In 1985 Michelin decided to sell the building, which no longer matched the company's office requirements. It was purchased in August 1985 by publisher Paul Hamlyn and restaurateur and retailer Sir Terence Conran for £8 million.

Conran and Hamlyn established Michelin House Developments to redevelop the building while preserving its architectural character. The project was designed by Conran Roche and Yorke Rosenberg Mardall (YRM).

The redevelopment increased the usable floor area and introduced new office, retail and restaurant spaces. It included the restoration or recreation of several original features, including the decorative elements of the façade, the glass cupolas and replicas of the stained-glass windows which had been removed during the Second World War and subsequently lost.

The redevelopment created offices for Hamlyn's company Octopus Publishing, as well as the Bibendum Restaurant & Oyster Bar and The Conran Shop. All three opened in August 1987, when Michelin House reopened.

== Later history ==

In the late 1990s, Reed/Octopus Publishing left Michelin House. In 1999, Monitor Group, an international strategy consulting firm, moved into the office space.

On 20 January 2011, Michelin House celebrated the centenary of its opening. The event was marked by the building's then occupants, Bibendum Restaurant and The Conran Shop, together with Michelin. As part of the centenary celebrations, Michelin renewed efforts to locate the original stained-glass windows and established a public appeal website and telephone hotline.
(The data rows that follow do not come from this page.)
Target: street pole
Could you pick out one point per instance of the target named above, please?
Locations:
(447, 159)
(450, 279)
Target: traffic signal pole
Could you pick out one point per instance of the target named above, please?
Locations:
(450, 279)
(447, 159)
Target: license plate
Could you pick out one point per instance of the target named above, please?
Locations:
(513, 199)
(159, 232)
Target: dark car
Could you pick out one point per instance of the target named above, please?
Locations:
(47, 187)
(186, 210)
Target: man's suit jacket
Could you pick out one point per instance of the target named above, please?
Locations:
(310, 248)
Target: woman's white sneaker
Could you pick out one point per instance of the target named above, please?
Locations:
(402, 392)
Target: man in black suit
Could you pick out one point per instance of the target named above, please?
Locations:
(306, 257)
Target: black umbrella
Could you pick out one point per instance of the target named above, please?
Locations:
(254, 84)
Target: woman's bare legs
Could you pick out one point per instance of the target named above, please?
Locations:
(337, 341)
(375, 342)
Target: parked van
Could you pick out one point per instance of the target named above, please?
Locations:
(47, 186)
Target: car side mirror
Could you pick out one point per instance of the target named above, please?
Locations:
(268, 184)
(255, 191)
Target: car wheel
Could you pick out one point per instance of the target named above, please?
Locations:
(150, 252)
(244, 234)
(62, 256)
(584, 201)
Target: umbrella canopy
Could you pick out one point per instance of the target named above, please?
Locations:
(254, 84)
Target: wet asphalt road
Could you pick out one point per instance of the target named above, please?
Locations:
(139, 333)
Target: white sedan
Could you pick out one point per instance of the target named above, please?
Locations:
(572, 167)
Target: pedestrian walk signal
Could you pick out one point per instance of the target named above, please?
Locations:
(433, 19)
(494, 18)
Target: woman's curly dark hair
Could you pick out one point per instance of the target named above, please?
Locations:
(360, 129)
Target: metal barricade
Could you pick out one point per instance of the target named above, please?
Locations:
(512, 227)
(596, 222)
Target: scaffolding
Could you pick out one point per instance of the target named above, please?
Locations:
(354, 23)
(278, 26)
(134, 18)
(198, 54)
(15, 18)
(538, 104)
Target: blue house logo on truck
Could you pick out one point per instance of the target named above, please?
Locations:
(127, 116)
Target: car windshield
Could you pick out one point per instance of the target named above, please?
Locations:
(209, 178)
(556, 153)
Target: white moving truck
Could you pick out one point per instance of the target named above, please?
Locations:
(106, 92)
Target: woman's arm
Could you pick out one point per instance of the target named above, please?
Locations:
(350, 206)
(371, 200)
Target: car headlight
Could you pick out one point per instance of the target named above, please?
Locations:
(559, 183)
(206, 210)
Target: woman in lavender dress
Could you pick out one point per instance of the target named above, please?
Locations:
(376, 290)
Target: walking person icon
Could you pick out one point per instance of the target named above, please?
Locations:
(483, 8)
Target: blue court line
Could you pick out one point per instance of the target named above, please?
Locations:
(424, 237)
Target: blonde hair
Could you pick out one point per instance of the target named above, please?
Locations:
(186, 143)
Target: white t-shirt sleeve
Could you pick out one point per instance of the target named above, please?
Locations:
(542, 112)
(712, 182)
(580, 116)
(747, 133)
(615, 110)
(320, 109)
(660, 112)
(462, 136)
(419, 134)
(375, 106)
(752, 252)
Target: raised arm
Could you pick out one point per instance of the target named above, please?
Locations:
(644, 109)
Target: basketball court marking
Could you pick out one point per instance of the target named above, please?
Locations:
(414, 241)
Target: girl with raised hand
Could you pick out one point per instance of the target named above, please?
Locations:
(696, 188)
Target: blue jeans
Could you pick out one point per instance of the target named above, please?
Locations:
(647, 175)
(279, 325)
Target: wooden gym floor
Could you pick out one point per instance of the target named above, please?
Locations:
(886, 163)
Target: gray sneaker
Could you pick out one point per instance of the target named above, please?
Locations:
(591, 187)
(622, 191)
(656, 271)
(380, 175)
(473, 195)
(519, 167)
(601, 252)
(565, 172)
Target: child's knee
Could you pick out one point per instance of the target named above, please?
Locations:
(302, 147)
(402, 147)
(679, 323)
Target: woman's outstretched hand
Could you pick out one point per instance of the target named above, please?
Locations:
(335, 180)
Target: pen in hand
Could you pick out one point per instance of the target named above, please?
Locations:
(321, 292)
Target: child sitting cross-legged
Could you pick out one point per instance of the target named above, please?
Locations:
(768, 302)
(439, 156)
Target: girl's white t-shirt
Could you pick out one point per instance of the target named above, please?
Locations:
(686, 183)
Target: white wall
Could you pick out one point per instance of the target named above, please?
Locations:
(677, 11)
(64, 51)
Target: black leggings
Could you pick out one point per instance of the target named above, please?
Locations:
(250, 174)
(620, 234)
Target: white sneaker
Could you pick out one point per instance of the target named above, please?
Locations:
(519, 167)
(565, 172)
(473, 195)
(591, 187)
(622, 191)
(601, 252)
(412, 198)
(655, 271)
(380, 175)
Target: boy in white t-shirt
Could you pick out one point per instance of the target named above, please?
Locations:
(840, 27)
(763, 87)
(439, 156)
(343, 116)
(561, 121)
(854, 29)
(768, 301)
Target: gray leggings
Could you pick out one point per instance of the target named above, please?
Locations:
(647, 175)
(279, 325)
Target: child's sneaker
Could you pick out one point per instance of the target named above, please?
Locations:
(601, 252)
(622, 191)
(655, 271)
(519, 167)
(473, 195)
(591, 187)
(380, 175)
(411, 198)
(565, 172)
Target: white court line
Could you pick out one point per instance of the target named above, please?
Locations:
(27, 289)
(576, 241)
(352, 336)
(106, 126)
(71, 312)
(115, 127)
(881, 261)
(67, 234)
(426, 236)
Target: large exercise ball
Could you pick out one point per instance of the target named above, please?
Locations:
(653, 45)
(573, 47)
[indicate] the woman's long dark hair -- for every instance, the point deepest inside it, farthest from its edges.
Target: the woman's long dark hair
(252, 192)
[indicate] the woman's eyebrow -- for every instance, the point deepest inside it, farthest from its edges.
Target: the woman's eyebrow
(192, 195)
In 2023, The Conran Shop, which had occupied Michelin House since the 1987 redevelopment, left the building and relocated to Sloane Street.

In August 2025, Claude Bosi at Bibendum and the Oyster Bar closed permanently after several decades of operation at Michelin House, following disagreements concerning the renewal of the lease.

The florist Petals London, located in the entrance hall of Michelin House, remains in operation.

Since 2024, the first, second and third floors of Michelin House have been occupied by Argyll, which provides serviced office space for businesses.